The Sabbath as a Holy Day

Most of us enjoy our holidays, whether it be a day off for Labor Day, a national holiday, or simply a vacation day (or week). In some places, of course the entire concept is taken to extremes. Workers in France, for instance, often take the entire month of August off.

Here in Curt’s blothg, we return to our study of the original Holy Day. Having looked at Sabbath as a sign of the covenant and as a mandate rather than a suggestion, let’s turn our attention to the enjoyment of the holy day.

The spirit of the Sabbath is joy, refreshment and mercy, arising from remembrance of God’s goodness as Creator and as the Deliverer from bondage. The Sabbath was given as a perpetual sign and covenant, and the holiness of the day is connected not only with the holiness of God, but also with the holiness of the people. They are holy because the God of the Sabbath sanctifies them.
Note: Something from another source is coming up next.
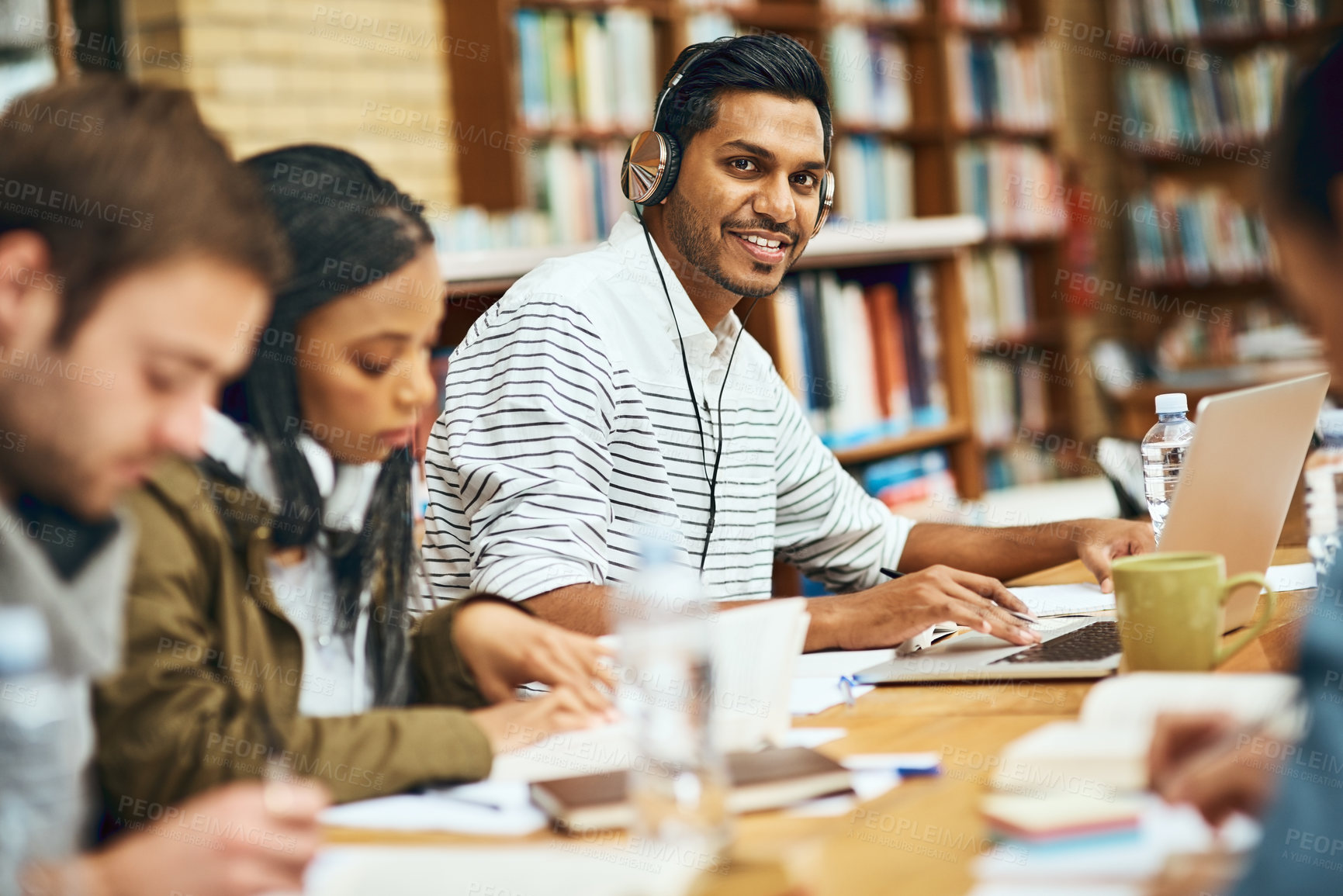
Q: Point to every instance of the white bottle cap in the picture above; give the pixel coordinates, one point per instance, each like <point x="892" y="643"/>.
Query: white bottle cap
<point x="1172" y="403"/>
As we read in Ezekiel, “Moreover, I gave them my Sabbaths, as a sign between me and them, that they might know that I am the Lord who sanctifies them.” (Ezekiel 20:12; see also Exodus 31:12-17).
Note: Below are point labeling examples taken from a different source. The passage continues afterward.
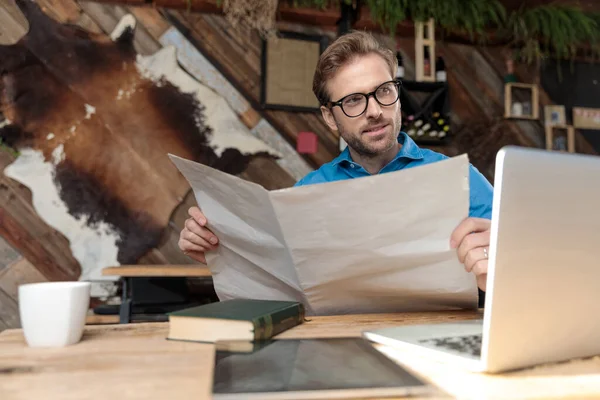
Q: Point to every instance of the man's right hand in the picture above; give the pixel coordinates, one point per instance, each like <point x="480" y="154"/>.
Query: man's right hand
<point x="195" y="239"/>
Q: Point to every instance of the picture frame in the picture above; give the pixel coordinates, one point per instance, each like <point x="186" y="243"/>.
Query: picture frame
<point x="586" y="118"/>
<point x="554" y="115"/>
<point x="425" y="43"/>
<point x="570" y="137"/>
<point x="288" y="63"/>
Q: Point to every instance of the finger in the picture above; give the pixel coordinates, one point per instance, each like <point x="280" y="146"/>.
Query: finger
<point x="466" y="227"/>
<point x="196" y="255"/>
<point x="480" y="267"/>
<point x="471" y="241"/>
<point x="197" y="215"/>
<point x="482" y="282"/>
<point x="473" y="256"/>
<point x="204" y="233"/>
<point x="192" y="238"/>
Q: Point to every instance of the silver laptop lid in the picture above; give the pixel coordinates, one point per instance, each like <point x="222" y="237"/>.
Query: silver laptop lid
<point x="543" y="292"/>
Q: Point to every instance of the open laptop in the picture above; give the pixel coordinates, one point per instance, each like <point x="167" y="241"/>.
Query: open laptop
<point x="542" y="302"/>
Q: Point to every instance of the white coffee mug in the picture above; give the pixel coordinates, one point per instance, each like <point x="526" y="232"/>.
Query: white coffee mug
<point x="53" y="313"/>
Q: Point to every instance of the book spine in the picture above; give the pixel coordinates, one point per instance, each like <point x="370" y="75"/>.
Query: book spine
<point x="273" y="324"/>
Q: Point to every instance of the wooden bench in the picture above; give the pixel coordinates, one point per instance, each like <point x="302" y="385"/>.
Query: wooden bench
<point x="133" y="275"/>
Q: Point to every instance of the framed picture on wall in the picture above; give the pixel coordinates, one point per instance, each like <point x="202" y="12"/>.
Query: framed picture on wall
<point x="288" y="64"/>
<point x="555" y="116"/>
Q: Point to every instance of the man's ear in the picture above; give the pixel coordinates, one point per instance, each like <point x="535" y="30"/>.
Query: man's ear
<point x="329" y="119"/>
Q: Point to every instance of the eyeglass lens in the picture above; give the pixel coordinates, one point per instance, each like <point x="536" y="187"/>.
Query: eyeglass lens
<point x="356" y="104"/>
  • Joy was the key-note of Israel’s services. Nehemiah commanded the people, on a day holy to Jehovah, “Go and enjoy choice food and sweet drinks, and send some to those who have nothing prepared. This day is sacred to our Lord. Do not grieve, for the joy of the LORD is your strength.” (Nehemiah 8:9-13).
  • The Sabbath is also named as a day of special worship in the sanctuary. We read in Leviticus “You shall keep my Sabbaths and reverence my sanctuary: I am the Lord.” (Leviticus 19:30; 26:2). My thoughts on the all-too-forgotten concept of a sanctuary can be found here.
  • The sabbath was proclaimed as a holy convocation. Leviticus teaches, “Six days shall work be done, but on the seventh day is a Sabbath of solemn rest, a holy convocation. You shall do no work. It is a Sabbath to the Lord in all your dwelling places.” (Leviticus 23:3). As I’ve written in a previous blog, controversy abounds as to what constitutes work on the sabbath. “Can we enjoy recreational activities? Watch football on TV? Do we have to attend two or more church services on Sunday? Does corporate worship include clapping, drama, music? We will leave those arguments for some other time. The fact is that we are to observe a Sabbath, which includes worship of the Creator who has blessed that day.”

The observance of a Sabbath is not intended to be a burden. Nor is to be seen as merely taking off a day out of the week. It is a sign of recognition that God is God. It’s an indication of our trust in a sovereign God who can take care of things quite nicely even if we take a day off.